Here’s the point: at best, the New Testament is inconclusive on the age of baptism. We cannot be dogmatic about this. But there does seem to be a pattern that favors adulthood or, as we say, the years approaching adulthood. Adulthood came much younger in the first century. Our own practice is what we might call “a biblically informed judgment call.”
It helped our elders to realize that in historical and international perspective, the common practice is to baptize between 16 and the early 20s. As one of many examples, Charles Spurgeon believed his children were converted quite young, but baptized his boys when they turned 18. In foreign lands where persecution is normal, that’s about the age that churches and families are willing to baptize. The American South after 1900—and especially after 1950—is somewhat peculiar for baptizing children so young. We would be wise to make a connection between this practice and the problem of nominal Christianity in our day and age.
A WORD TO CHILDREN, A WORD TO PARENTS, AND A PRAYER
What does this mean for children who have been baptized at a fairly young age, perhaps as young as six-years old, who are not members? First of all, if you’re walking with Christ, there’s no reason to doubt the legitimacy of your baptism. Second, as a loving concession, pastors should be okay with lag-time between some baptisms and some church memberships.

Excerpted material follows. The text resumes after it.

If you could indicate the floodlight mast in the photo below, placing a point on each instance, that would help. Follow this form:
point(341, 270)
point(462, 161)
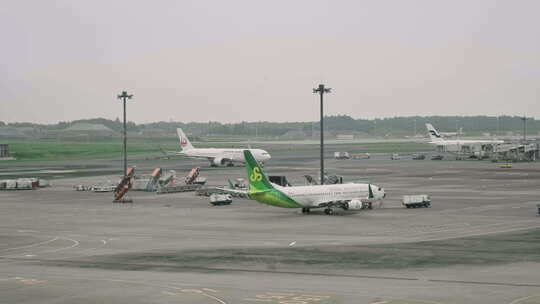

What does this mean for parents? First and foremost, you should shepherd your children and disciple them in the Word. But I would also offer you this word of caution: avoid offering your child the kind of overt assurances that are the church’s responsibility to offer.
What if your child wants to be baptized? Well, perhaps say what I say to my own kids: “I am so glad you’ve asked about baptism. That’s a sign the Lord is at work in you. If you’re confessing Christ, then keep believing. That’s exactly what a Christian does. As with many things in life, let’s wait on baptism until you’re a bit older. It seems best to our church’s elders for us to wait, so let’s trust them with that. But more importantly, let’s trust God. We want your baptism to be clear and meaningful and memorable for you—and for our whole church family. Until then, remember that Jesus welcomed children to him, and he welcomes you with open arms. Come to him, believe in him, and don’t stop.”